Late loss by Eastern looked familiar


JJ Bullock

Eastern’s Kashawn Charles surveys the court in Eastern’s 78-71 loss against Tennessee-Martin Wednesday night in Evansville.

JJ Bullock, Sports Editor

EVANSVILLE, Ind. — On Feb. 28 the Eastern men’s basketball team led Jacksonville State 64-57 with three minutes to play in the second half of a game that would be ever important to the seeding of the conference tournament.

A few late mistakes in regulation and in the two subsequent overtime periods that followed had Eastern saddled with an 89-84 loss by the time the game was over.

On March 2, Eastern led Tennessee Tech 55-51 with 2:23 to play in regulation.

Eastern led again, this time the margin was tighter at 57-56 with 1:23 to play in the second half.

And in all too similar fashion to what happened just two days earlier, a couple of missed shots and misplayed passes occurred in the waning minutes of the game and Eastern once again found itself on the losing end of a crucial conference game, this time losing 63-57.

The familiarity returned Wednesday night in Evansville, Indiana for Eastern’s first-round game against Tennessee-Martin in the Ohio Valley Conference tournament.

At the end of the first half Eastern held a narrow 38-36 lead over the Skyhawks.

With 4:48 remaining in the second half, Eastern’s once lead had turned into a 62-60 Skyhawk lead.

With 2:34 remaining, Eastern’s Ben Harvey cut the lead to 65-64, only for the Skyhawks to return down the court with another basket of their own.

A foul by Eastern’s Mack Smith with 6.9 seconds left, with Eastern trailing 74-71 led to Tennessee-Martin free throws that sealed the game for the Skyhawks.

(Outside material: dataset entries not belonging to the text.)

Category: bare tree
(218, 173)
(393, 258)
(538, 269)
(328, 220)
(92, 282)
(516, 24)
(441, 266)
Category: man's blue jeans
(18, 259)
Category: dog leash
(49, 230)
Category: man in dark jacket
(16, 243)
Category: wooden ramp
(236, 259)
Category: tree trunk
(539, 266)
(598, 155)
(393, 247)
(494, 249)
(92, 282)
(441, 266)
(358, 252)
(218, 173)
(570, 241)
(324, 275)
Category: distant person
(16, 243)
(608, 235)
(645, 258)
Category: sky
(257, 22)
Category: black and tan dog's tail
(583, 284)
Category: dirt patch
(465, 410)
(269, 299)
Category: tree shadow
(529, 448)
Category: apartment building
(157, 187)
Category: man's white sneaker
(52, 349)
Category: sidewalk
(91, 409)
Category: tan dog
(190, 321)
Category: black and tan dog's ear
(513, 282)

It was the exact same kind of tit-for-tat game Eastern had found itself in just one-week prior. And it ended the same way, with Eastern losing, this time 78-71, as the Panthers had to drive back to Charleston followed by the same demons that had haunted them for much of the season.

On Wednesday night when Eastern needed a clutch basket, they instead got another sigh-inducing miss, like the missed three-pointer by Mack Smith with 15 seconds to play.

When the Panthers’ needed a disciplined possession, they instead turned in a frustrating and head-scratching mistake.

With six seconds left and Eastern still trailing by three points, a personal foul by Mack Smith, one that drew the ire of head coach Jay Spoonhour who barked at the referees following the call, gave Tennessee-Martin the chance to make the game-sealing free-throws.

It is a disappointing way for Eastern to end its season, but one that should not be visited by Eastern like a stranger.

On Feb. 28 Eastern needed a clutch shot, a solid defensive stop, they did not come. On March 2 Eastern needed anyone to become a playmaker late in the game, no one did.

On Wednesday, the narrative stayed the same and this time it cost Eastern its season.

Whether the blame should be pointed at coaching or at players is difficult to decipher and perhaps is not even that important. All that is clear and has been clear in Eastern’s last three games is that when the going got tough late in games; Eastern collectively did not answer the call.

As Eastern’s season now comes to an end, the Panthers will have eight months to ponder what could have been different had only a few seconds of time gone differently.